Thanks for your response. After reading other reviews as well as the rebuttal, I think the proposed SoM dataset and the results presented in the paper would be beneficial for future research. Therefore, I would upgrade my rating to "accept".
Thank you so much for the support of our work!
This paper presents a simple and compelling idea for enriching the spatial and fine-grained reasoning of multimodal large language models (MLLMs): rather than solely condition language generation on an image, the key idea is to augment an image with a “set of marks” (alphanumeric tags overlaid on the image) that are associated with key locations or reference points. As an example, given an image of a crowd at a concert, a plausible set of marks might include a different tag on each of the members of the crowd, a mark on the stage, and a mark on each of the musicians and their corresponding instruments.
Note that this idea of “marking” is an alternative input scheme that type checks with existing MLLMs that take in arbitrary images and generate text; at inference time, one can still provide untagged images, or they can manually tag an image with marks, and have the MLLM generate outputs referring to individual marked objects.
The bulk of the paper 1) discusses the failures of existing MLLMs such as LLaVa-1.5 when it comes to reasoning over “marked images”, 2) curating a small “marked” dataset of just 10-30K examples of images with labeled outputs just consisting of “List items one by one: <tag 1>: <description> ...”, and 3) evaluating MLLMs trained with this additional data on a spectrum of evaluation tasks.

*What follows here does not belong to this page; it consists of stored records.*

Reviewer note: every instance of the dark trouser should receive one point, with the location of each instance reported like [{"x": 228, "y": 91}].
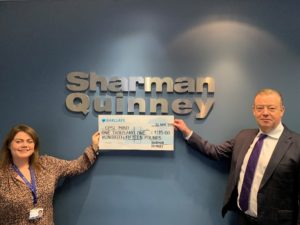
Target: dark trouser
[{"x": 244, "y": 219}]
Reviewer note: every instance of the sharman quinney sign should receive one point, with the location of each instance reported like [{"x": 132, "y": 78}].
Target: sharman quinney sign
[{"x": 121, "y": 95}]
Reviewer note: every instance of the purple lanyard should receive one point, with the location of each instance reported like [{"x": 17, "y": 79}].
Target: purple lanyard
[{"x": 32, "y": 185}]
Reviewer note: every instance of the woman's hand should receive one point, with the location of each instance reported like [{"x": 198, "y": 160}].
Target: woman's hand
[{"x": 95, "y": 141}]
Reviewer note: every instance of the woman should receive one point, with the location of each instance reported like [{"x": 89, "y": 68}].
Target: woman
[{"x": 28, "y": 180}]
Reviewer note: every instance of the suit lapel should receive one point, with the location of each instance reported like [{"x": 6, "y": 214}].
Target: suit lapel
[{"x": 282, "y": 146}]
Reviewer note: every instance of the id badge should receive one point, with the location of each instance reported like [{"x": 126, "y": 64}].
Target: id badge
[{"x": 36, "y": 213}]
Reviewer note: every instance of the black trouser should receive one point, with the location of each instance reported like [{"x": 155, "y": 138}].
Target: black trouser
[{"x": 244, "y": 219}]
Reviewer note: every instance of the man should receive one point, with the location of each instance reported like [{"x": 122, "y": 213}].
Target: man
[{"x": 265, "y": 189}]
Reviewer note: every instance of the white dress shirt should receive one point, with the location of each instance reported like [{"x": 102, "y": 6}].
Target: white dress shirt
[{"x": 267, "y": 150}]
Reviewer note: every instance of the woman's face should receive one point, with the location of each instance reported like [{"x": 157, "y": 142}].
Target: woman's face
[{"x": 22, "y": 146}]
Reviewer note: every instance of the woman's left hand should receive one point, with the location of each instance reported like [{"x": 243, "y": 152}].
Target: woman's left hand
[{"x": 95, "y": 140}]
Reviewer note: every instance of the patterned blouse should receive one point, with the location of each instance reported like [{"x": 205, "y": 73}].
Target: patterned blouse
[{"x": 16, "y": 199}]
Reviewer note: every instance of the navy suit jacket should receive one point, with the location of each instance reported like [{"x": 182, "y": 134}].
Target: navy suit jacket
[{"x": 279, "y": 194}]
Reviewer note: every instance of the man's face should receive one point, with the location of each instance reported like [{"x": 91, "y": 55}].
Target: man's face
[{"x": 268, "y": 111}]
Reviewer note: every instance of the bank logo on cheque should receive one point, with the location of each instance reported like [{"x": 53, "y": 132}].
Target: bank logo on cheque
[{"x": 114, "y": 120}]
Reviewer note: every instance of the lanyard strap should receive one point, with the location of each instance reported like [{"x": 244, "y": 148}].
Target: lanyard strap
[{"x": 32, "y": 185}]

In all, the proposed “marking” scheme is simple, scalable, and leads to MLLMs that outperform non-marked variants in the absence of marking data during evaluation, especially on tasks requiring fine-grained reasoning. The paper also presents case studies verifying that MLLMs trained with marking can integrate such marks for complex reasoning over full scenes, beyond the capabilities in the training data.
接收理由
This is a simple and scalable method for enriching arbitrary MLLMs to perform better at fine-grained reasoning tasks, and provides a new “input modality” for controllable interaction with MLLMs for more complex tasks. The work does a great job in identifying the limitations of existing MLLMs and MLLM datasets, and present a scalable approach for generating such “marked” data from existing image datasets (one that scales far beyond the data generated for this work).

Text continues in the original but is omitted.